Well, you may be shocked to hear the answer is not necessarily, “no” at least according to a divided panel of the Third Circuit. On February 25, 2019, Third Circuit held in Scherer Design Group v. Ahead Engineering LLC, that the unclean hands doctrine did not bar an employer’s claims against its former employee for inter alia, trade secret misappropriation even though the employer had installed and used software that surreptitiously monitored its former employee’s Facebook activity. The Third Circuit affirmed U.S. District Court for the District New Jersey’s decision granting a preliminary injunction. One must now consider how far an employer can go to protect their trade secrets and when does it cross the line into impermissible conduct.
The dispute arose when defendant Chad Schwartz, a senior director of engineering, left Scherer Design Group (“Scherer”) (an engineering firm specializing in wireless communications), after plans for him to take an ownership interest in the company didn’t materialize. Schwartz had allegedly told Scherer during negotiations that if he was not made an owner in the business, he would start a competing engineering firm. In response, Scherer asked Schwartz to sign a noncompete agreement, and Schwartz declined. Shortly after leaving, Schwartz started two businesses that competed with Scherer — Ahead Engineering LLC and Far Field Telecom LLC — and hired co-defendants Daniel Hernandez, Kyle McGinley, and Ryan Waldron away from Scherer to work at his new companies.

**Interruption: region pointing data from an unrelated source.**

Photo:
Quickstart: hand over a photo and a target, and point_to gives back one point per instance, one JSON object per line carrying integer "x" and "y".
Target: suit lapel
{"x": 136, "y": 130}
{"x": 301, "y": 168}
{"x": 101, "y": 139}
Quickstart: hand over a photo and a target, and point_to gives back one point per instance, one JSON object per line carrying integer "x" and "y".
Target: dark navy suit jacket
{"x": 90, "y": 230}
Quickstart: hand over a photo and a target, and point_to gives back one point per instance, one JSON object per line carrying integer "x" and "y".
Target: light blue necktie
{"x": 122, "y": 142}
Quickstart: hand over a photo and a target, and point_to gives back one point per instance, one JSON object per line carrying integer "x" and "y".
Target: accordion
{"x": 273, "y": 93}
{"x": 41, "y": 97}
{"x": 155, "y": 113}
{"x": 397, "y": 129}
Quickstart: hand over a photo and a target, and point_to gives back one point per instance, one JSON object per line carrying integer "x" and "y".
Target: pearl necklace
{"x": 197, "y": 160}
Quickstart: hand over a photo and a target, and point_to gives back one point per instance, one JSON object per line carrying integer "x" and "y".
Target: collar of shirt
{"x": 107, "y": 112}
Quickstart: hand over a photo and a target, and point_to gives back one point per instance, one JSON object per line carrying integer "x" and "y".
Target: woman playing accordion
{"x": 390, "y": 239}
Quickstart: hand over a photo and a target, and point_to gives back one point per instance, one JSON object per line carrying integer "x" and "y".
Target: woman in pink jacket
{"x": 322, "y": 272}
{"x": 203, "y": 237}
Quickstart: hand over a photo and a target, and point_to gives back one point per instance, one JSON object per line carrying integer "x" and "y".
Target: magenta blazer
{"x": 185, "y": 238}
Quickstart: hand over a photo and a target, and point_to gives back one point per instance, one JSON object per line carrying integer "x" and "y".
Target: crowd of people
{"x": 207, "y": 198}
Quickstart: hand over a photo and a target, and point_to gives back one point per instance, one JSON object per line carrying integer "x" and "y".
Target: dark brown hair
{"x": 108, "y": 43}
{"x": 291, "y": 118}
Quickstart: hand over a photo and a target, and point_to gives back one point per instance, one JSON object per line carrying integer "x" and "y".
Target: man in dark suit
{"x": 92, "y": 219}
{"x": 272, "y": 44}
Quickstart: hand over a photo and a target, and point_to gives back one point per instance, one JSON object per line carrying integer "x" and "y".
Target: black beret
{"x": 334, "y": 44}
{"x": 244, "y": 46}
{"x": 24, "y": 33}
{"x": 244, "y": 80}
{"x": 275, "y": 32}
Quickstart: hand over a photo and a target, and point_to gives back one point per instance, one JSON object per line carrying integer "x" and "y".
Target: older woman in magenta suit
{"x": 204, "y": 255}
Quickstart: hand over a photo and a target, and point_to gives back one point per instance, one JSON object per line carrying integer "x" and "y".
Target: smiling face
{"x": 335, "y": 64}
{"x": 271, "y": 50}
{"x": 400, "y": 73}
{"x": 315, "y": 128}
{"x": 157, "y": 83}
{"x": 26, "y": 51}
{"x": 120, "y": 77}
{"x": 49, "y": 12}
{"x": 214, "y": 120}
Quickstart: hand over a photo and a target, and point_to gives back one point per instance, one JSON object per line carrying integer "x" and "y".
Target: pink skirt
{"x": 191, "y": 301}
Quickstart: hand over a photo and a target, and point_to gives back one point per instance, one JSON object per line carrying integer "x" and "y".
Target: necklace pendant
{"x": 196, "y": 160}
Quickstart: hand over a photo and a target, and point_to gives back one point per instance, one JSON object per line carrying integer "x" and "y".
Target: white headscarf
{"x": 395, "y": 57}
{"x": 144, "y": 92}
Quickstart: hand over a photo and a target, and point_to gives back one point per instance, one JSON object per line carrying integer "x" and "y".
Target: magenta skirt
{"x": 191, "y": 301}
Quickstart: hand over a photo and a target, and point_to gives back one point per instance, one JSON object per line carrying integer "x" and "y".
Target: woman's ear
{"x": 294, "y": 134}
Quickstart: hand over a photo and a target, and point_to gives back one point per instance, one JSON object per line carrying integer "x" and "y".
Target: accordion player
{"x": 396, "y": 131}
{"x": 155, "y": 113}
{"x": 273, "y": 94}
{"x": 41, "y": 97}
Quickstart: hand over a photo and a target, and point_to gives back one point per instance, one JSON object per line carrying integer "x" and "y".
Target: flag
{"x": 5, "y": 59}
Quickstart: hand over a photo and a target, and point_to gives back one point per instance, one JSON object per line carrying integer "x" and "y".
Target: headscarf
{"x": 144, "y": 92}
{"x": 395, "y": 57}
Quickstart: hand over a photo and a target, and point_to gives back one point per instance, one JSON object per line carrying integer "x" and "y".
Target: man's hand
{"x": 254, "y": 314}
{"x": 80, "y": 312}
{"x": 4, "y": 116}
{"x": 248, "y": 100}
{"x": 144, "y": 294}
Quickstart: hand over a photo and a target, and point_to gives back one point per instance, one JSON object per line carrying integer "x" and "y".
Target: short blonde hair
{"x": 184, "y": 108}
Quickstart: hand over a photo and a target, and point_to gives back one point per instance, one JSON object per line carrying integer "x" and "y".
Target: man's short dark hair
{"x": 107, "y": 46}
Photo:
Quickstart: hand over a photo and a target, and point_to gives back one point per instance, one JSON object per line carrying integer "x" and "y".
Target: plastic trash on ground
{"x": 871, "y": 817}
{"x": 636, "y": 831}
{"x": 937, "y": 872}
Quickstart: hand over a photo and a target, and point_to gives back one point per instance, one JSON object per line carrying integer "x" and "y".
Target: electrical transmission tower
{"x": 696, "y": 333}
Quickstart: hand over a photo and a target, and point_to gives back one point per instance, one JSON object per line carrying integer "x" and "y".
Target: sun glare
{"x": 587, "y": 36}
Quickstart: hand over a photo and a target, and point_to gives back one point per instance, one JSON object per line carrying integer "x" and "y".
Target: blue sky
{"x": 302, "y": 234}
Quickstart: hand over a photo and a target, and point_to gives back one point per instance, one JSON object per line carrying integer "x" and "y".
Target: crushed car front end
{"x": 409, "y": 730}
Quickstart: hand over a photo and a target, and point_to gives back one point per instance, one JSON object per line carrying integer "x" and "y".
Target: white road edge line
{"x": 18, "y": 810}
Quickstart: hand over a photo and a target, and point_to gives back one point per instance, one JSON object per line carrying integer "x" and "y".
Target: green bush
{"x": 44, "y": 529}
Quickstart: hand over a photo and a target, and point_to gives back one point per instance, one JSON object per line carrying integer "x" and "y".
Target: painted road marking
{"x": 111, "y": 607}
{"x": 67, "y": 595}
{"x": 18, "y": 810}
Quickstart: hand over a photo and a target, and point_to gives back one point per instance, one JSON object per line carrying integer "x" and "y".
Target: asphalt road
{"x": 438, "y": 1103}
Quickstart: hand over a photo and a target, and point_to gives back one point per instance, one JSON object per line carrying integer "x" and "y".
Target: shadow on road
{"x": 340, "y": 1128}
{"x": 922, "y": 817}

Following the departure of these employees, Scherer’s network administrator inspected Hernandez’s company-issued laptop and gained access to his Facebook account (according to Scherer) because his Hernandez had left his computer logged into Facebook. The parties disputed whether “whether Hernandez truly logged out of his Facebook account such that it should have been inaccessible to [Scherer’s network administrator].” Notwithstanding, the network administrator then installed software that allowed the company to monitor Hernandez’s Facebook activity without being detected, something the administrator did “very often.” Hernandez’s Facebook activity apparently revealed communications among the defendants concerning their alleged plans to take Scherer’s client information and intellectual property for the benefit of their new endeavor.
Scherer sued, asserting, among other things, claims for trade secret misappropriation under state and federal law. In response to Scherer’s request for a preliminary injunction, the defendants argued that injunctive relief was inappropriate based on the doctrine of unclean hands. Specifically, they argued that Scherer’s conduct had violated Hernandez’s privacy.
The U.S. District Court for the District of New Jersey disagreed, granting the preliminary injunction against defendants, preventing them from contacting Scherer’s clients. The Third Circuit affirmed. In so doing, the Third Circuit recognized that the party seeking to invoke unclean hands must establish that the opposing party committed an unconscionable act, and that the act is related to the claim upon which equitable relief is sought. It further noted that application of the doctrine to bar injunctive relief was not “automatic or absolute.” Rather, the unclean hands doctrine is just one of the factors a court must consider in deciding whether to grant injunctive relief. Apply that standard here, the Third Circuit held that “on balance” it was not convinced that the unclean hands should bar Scherer’s right to pursue injunctive relief.
The dissent stands in stark contrast to the court’s decision and raises some worthwhile questions regarding privacy for employers to consider. In a vigorous dissent, Judge Ambro cited what he believed was a clear violation of New Jersey privacy law, arguing that Scherer “went on an external fishing expedition rather than merely conducting a review of activity on its own physical assets” and that the district court and the majority failed to take this into account in their unclean hands analysis.
This is surely not the last time that an employer will avail itself of access to a departing employee’s social media account as an investigative tool in a trade secrets case. And because the law in this area is far from settled, employers may want to treat any arguably personal communications involving current or former employees with extreme caution and should loop in counsel for advice on privacy laws, which vary significantly across jurisdiction.